What are extensible CPS
Cyber-Physical Systems (CPS) have traditionally been designed as closed systems for specific domains. This design philosophy was necessitated by the stringent requirements on system correctness, reliability, security and privacy. However, with increasing push towards open architectures and the emphasis on integration of CPS with Internet of Things (IoT), cloud computing, and online data analytics, as evidenced by the increasing interest in Smart City cyber-physical applications, the trend in CPS design and deployment is transitioning towards a more open and dynamic approach. This results in extensible CPS that are not built as a single function system, but rather as loosely connected, networked platforms comprising subsystems pertaining to different domains. These heterogeneous cyber-physical platforms simultaneously host multi-domain cyber-physical applications and their behavior cannot be encoded a priori, but it evolves over time depending on the hosted applications.
Following are the key properties of extensible CPS:
- Multitenancy: An extensible cyber-physical platform can host multiple applications running simultaneously.
- Dynamicity: Dynamic nature of resources provided by platforms and functionalities provided by application hosted on such platforms results in a system that can expand or contract at any time.
- Remote deployment: Resources of certain domains (such as UAVs, satellites) are remotely deployed.
- Heterogeneity: Resources of a platform can have distributed ownership resulting in varying hardware, operating system, and middleware.
- Resilience: This is a critical desired property of extensible cyber-physical platforms as they are often safety critical and susceptible to failures and anomalies due to complex interdependencies.
CHARIOT-ML
CHARIOT-ML is a textual DSL developed using Xtext.

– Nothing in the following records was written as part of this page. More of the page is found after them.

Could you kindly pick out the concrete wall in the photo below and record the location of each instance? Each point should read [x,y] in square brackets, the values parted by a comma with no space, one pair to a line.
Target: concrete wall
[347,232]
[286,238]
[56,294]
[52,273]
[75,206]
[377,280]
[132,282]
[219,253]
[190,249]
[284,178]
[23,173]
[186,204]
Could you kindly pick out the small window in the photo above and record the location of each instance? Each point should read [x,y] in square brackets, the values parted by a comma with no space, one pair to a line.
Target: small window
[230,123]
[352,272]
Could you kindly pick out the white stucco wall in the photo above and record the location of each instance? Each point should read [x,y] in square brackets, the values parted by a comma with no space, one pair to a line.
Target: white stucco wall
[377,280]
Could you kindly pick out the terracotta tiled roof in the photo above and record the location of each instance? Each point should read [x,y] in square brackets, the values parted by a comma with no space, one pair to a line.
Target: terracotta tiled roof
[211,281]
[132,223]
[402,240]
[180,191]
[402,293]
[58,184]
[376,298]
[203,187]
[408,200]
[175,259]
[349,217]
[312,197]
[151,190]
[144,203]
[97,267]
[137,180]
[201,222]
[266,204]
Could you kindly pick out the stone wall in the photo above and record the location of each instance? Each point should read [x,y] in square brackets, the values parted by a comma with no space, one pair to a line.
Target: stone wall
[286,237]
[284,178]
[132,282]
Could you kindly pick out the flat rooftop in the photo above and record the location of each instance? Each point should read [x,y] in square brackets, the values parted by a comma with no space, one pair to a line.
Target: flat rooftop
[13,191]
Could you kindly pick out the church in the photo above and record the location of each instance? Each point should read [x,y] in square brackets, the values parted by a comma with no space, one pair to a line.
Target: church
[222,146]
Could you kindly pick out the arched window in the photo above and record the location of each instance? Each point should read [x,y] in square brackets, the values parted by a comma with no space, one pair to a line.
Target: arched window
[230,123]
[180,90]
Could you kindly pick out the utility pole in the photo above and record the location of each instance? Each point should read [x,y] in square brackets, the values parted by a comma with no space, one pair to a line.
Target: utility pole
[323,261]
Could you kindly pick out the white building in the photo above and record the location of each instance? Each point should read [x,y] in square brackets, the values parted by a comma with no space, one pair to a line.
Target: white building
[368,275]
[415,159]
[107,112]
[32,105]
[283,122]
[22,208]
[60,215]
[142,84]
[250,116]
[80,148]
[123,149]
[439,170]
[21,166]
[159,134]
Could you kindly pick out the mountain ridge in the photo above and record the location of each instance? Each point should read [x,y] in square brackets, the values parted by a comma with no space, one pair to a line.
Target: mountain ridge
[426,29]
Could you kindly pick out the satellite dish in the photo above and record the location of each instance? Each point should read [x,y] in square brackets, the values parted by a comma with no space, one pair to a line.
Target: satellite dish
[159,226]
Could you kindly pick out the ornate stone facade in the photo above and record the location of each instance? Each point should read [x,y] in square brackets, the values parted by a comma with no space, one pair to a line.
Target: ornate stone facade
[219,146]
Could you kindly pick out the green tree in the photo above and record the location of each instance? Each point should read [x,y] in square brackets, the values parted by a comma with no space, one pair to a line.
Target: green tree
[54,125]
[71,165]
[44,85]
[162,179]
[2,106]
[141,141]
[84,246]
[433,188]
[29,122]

Figure below presents different first class modeling concepts in CHARIOT-ML, their interdependencies (left side of the figure), and different entities modeled using those concepts (right side of the figure).Brief description of different modeling concepts is also provided below.
Figure: Modeling concepts and their inter-dependencies in CHARIOT-ML (left side), and entities modeled for a system (right side).
- Data types: Most basic modeling construct. It facilitates modeling of data types used for interaction as well as computation. CHARIOT-ML supports data types that are common across popular programming languages and middleware solutions. This is what allows interoperability as interaction and computation modeled in CHARIOT-ML can be used with different programming languages and middleware solutions.
- Functionalities: These are logical concepts used to model functions with inputs and outputs using data types. Functionalities are provided by components and they can be composed to form objectives.
- Compositions: Logical groups of functionalities, where each functionality can be part of multiple compositions and functionalities of same composition can have inter-dependencies. Objectives are instantiations of compositions.
- Components: Applications in CHARIOT are composed of software components that interact with each other. Components have well defined ports for interaction and use workflows and tasklets to describe computational behavior. These communication and computation aspects have clean separation-on-concern to make sure components are middleware agnostic. Components provide one or more functionalities; same functionality could possibly be provided by multiple components.
- Node categories: CHARIOT-ML allows modeling of categories to which different nodes can be associated with. This allows creation of logical groups of similar resources.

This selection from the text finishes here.